RadiotellingForme radiofoniche e arte del racconto. E-book. Formato PDF Giuseppe Episcopo   -  Tab Edizioni, 2024  - 

Con la nascita della radio la tradizionale struttura delle forme letterarie subisce una scossa per accomodare un medium imprevisto (parola di Brecht), che adotta un supporto nuovo: l’etere, e non già la carta. Alla radio, infatti, tocca il singolare destino di dare spazio e diffusione ai messaggi attraverso la voce, il suono e il silenzio.
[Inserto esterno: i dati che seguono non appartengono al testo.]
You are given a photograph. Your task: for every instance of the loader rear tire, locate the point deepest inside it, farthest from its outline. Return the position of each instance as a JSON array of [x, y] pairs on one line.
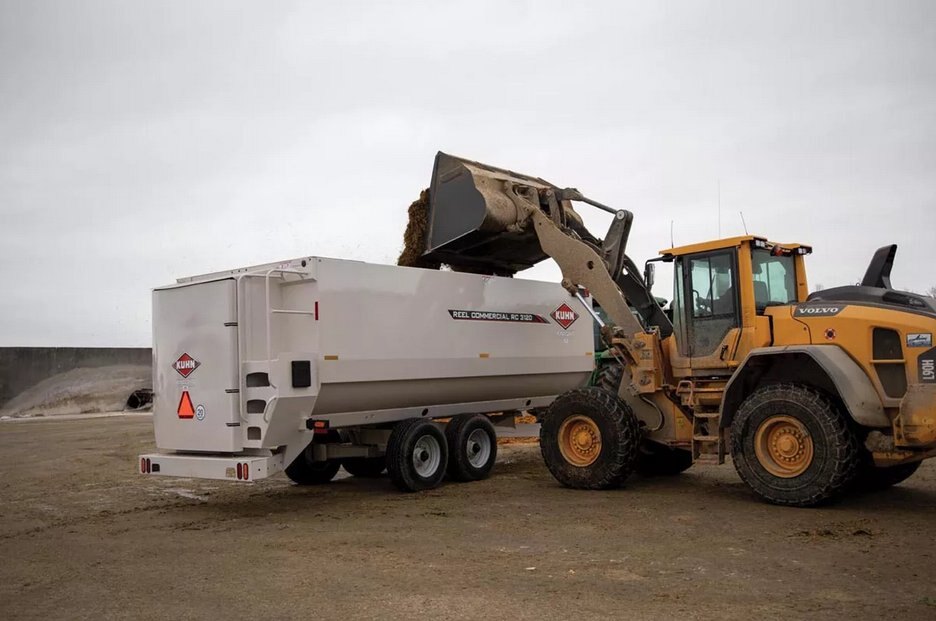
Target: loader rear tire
[[417, 455], [305, 472], [589, 439], [472, 444], [365, 467], [793, 446]]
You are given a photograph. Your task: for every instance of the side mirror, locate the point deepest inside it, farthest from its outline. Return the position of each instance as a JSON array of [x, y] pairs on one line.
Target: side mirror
[[649, 273]]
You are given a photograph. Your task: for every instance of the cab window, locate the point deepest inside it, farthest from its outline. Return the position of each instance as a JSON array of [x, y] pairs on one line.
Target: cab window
[[774, 279], [712, 286], [711, 299]]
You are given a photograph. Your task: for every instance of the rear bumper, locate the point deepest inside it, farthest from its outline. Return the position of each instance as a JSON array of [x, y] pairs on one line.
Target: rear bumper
[[915, 425], [241, 468]]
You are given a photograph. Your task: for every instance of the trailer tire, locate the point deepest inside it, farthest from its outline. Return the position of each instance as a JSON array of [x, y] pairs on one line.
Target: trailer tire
[[472, 443], [365, 467], [417, 455], [305, 472], [590, 439], [793, 446]]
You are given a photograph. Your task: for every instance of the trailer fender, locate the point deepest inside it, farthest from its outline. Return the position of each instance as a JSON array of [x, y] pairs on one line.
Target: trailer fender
[[825, 367]]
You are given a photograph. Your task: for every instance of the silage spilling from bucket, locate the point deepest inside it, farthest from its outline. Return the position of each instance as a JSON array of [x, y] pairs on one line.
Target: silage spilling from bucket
[[416, 235]]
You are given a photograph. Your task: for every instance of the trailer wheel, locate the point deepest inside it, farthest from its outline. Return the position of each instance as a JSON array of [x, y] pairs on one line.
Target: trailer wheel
[[306, 472], [793, 446], [365, 467], [659, 460], [472, 447], [590, 439], [416, 455]]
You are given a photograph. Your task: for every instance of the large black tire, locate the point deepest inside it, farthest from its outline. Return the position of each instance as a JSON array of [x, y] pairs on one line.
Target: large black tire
[[584, 463], [872, 478], [365, 467], [303, 471], [472, 443], [654, 459], [417, 455], [818, 459], [658, 460]]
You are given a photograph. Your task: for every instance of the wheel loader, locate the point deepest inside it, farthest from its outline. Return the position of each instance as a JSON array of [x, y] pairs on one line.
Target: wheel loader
[[812, 395]]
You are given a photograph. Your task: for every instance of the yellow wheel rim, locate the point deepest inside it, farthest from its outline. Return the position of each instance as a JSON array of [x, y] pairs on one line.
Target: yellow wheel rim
[[579, 441], [783, 446]]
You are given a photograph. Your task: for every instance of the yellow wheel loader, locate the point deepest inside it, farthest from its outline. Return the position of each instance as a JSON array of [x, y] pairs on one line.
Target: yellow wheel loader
[[812, 395]]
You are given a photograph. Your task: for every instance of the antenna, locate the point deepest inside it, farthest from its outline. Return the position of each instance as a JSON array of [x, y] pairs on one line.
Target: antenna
[[719, 208]]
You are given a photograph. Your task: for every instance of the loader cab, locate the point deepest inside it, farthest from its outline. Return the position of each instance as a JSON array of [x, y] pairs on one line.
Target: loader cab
[[721, 292]]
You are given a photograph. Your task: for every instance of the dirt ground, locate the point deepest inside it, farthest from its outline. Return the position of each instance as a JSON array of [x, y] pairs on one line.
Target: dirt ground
[[83, 536]]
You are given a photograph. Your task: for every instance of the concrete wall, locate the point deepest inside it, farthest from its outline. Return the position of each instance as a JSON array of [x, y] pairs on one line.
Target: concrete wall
[[24, 367]]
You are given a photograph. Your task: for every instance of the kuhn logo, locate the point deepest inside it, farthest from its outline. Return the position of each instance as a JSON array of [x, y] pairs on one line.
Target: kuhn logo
[[185, 365], [564, 316]]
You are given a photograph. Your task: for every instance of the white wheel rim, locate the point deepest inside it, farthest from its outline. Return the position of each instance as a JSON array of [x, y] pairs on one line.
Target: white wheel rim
[[478, 448], [427, 456]]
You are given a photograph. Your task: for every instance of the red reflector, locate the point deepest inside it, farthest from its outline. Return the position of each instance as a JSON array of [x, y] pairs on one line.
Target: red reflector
[[185, 409]]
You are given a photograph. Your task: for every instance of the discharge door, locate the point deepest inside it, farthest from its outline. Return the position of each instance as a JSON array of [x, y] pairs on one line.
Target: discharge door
[[195, 362]]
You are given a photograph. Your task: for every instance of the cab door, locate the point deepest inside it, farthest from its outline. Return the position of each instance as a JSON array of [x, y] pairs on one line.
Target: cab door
[[706, 308]]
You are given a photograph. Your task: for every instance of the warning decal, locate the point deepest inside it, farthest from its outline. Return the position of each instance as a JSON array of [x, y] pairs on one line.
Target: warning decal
[[496, 316], [185, 365], [185, 409], [926, 366], [564, 316]]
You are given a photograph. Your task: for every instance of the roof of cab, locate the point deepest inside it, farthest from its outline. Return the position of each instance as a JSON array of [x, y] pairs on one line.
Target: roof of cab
[[727, 242]]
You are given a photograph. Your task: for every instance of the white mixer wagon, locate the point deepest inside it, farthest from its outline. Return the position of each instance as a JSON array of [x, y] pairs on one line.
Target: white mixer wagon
[[314, 363]]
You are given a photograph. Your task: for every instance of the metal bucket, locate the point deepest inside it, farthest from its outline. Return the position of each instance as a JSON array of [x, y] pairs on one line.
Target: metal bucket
[[476, 218]]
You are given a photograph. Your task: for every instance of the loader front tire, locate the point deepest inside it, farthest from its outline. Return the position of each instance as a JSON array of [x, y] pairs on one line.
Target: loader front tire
[[793, 446], [589, 439], [417, 455], [472, 444]]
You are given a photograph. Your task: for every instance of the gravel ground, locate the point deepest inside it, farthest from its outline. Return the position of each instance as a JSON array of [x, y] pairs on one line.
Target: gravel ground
[[83, 536]]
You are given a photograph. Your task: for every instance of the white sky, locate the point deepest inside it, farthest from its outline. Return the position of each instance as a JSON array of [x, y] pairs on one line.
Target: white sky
[[140, 142]]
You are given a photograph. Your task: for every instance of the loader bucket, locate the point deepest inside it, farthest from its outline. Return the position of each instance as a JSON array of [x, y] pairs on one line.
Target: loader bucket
[[473, 222]]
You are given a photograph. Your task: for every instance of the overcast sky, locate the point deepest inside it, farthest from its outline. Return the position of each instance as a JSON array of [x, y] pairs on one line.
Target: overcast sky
[[144, 141]]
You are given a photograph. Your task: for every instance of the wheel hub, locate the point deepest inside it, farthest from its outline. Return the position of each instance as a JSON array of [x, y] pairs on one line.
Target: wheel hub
[[427, 456], [479, 448], [783, 446], [580, 440]]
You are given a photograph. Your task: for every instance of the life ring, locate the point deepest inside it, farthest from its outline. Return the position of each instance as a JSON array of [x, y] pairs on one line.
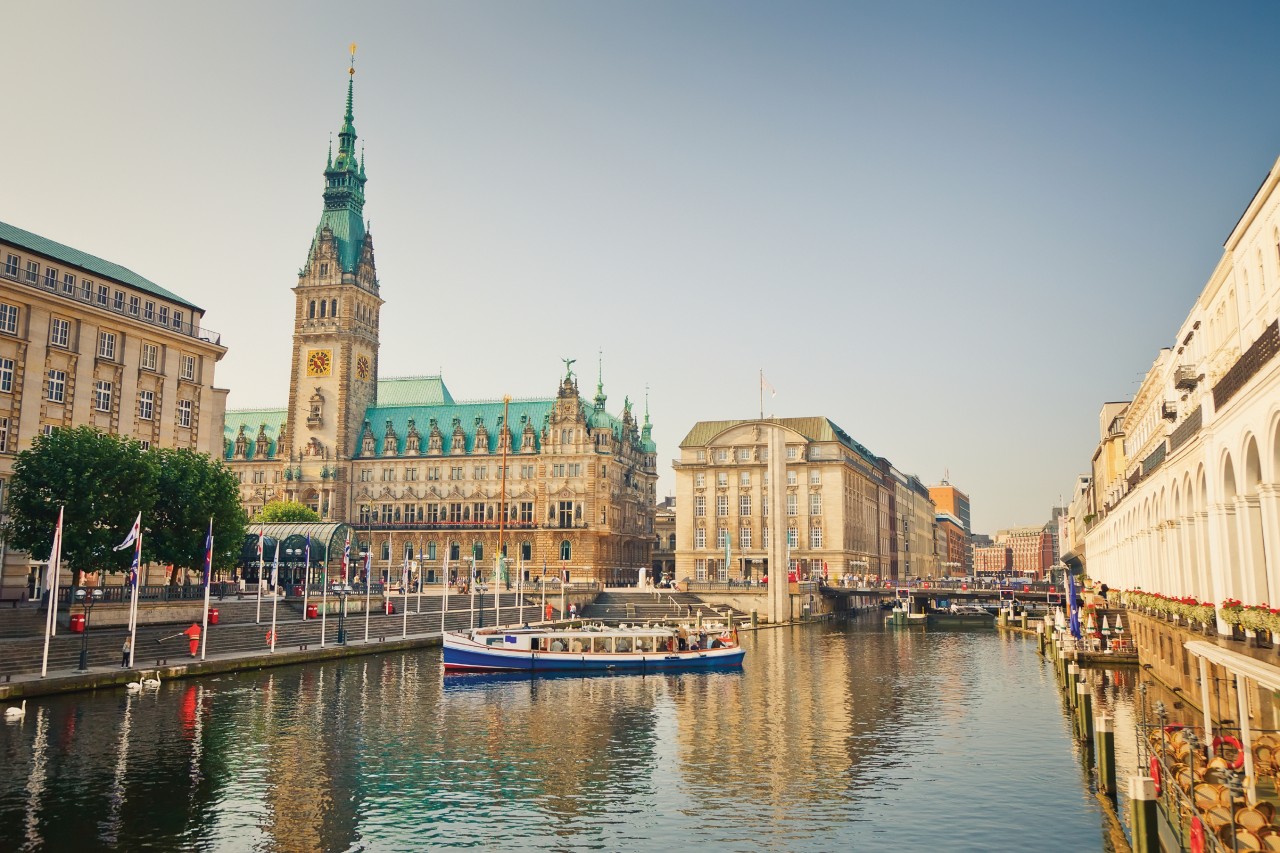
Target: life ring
[[1233, 742]]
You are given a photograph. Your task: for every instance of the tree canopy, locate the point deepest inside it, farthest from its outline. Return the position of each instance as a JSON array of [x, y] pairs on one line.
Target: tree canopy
[[286, 511], [104, 482]]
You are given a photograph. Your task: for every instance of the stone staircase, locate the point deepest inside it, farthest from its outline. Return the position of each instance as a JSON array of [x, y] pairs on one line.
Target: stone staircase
[[238, 634], [650, 607]]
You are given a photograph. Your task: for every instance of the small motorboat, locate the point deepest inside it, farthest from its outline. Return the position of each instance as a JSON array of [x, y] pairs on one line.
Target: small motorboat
[[589, 648]]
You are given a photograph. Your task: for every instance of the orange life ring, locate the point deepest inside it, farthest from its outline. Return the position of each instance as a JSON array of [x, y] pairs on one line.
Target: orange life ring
[[1239, 751]]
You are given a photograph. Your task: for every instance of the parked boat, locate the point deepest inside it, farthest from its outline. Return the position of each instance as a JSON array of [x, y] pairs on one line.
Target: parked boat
[[593, 647]]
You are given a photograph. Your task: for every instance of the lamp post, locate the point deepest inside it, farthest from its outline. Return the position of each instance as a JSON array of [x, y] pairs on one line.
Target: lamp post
[[342, 591], [87, 598]]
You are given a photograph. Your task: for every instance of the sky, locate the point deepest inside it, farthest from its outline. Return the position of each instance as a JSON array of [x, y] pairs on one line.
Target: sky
[[952, 228]]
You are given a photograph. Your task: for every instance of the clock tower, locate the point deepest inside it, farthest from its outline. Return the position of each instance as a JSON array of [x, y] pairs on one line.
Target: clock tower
[[337, 305]]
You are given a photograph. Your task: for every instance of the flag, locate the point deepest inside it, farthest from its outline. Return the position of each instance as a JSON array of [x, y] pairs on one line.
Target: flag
[[209, 553]]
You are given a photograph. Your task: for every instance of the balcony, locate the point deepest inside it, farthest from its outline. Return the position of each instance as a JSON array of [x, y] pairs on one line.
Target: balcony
[[90, 299]]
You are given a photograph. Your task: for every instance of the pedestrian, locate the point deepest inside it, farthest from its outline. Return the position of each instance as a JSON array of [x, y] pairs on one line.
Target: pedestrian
[[192, 635]]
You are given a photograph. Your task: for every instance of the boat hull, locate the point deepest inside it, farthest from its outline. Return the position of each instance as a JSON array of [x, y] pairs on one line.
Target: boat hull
[[464, 656]]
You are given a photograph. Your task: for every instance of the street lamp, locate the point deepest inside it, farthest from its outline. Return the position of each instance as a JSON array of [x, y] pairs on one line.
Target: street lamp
[[342, 591], [87, 600]]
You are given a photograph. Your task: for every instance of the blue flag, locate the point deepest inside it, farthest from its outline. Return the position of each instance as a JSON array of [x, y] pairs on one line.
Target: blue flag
[[1070, 606]]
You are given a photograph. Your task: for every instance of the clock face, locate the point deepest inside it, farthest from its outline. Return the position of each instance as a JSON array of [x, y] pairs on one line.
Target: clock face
[[319, 363]]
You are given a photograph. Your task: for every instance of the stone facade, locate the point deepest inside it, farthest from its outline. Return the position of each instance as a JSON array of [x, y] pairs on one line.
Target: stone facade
[[419, 474], [87, 342]]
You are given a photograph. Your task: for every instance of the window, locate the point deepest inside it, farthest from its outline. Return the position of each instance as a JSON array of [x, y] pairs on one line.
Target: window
[[59, 332], [56, 389], [106, 345]]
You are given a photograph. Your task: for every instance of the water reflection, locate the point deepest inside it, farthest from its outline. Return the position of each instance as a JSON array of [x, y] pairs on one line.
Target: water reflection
[[832, 737]]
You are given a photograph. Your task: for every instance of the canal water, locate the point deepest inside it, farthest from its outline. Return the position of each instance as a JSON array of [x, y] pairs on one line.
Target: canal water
[[833, 737]]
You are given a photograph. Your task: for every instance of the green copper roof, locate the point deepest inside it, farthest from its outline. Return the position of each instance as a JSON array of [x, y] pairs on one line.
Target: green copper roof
[[91, 263], [252, 420], [414, 391], [817, 429]]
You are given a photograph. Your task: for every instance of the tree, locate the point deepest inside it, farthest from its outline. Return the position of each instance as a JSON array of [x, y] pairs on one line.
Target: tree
[[286, 511], [103, 480], [193, 488]]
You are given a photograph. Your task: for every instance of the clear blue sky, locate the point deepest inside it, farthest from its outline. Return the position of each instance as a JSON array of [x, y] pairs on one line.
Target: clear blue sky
[[954, 228]]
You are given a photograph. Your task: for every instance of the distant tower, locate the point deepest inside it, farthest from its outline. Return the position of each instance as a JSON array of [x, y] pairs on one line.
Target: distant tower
[[334, 370]]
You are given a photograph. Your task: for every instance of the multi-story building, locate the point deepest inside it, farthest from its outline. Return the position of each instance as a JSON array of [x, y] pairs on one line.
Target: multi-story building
[[836, 501], [1031, 548], [1196, 510], [88, 342], [558, 480]]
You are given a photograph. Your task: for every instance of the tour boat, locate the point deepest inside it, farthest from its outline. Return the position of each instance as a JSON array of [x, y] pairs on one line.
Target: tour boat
[[593, 647]]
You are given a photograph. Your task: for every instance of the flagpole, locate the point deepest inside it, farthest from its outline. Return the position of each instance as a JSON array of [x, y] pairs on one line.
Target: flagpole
[[133, 607], [55, 559], [369, 583], [275, 592], [209, 579]]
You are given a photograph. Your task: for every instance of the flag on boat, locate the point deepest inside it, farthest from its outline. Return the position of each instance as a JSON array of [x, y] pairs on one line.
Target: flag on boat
[[209, 553]]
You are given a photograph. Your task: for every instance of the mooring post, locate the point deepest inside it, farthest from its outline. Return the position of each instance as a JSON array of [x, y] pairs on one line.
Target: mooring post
[[1142, 808], [1084, 705], [1105, 742]]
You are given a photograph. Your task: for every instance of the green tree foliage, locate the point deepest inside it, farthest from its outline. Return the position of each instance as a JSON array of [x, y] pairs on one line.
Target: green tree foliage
[[193, 488], [286, 511], [103, 482]]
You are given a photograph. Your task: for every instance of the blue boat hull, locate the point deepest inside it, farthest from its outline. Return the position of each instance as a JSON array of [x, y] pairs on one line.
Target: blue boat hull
[[465, 660]]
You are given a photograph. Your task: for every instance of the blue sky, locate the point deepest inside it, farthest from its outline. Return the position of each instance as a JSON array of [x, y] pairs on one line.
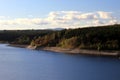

Questa natura sonica della comunicazione, che darà vita negli anni Sessanta del Novecento alla riscoperta dell’oralità grazie ai lavori di Eric Havelock e Marshall McLuhan, negli anni Trenta aveva rappresentato per Walter Benjamin il crinale su cui correvano diversi destini: quello dei rapporti tra esperienza e inesperienza, quello della separazione tra la narrazione a matrice orale e la civiltà della scrittura romanzesca. Radiotelling tratteggia questa mappa e nel territorio definito da tali questioni affronta e analizza, in un arco temporale che va dal 1929 al 2015, le opere radiofoniche di Simon Armitage, Bertolt Brecht, Carlo Emilio Gadda, Primo Levi, Giorgio Manganelli, Andrew Sachs.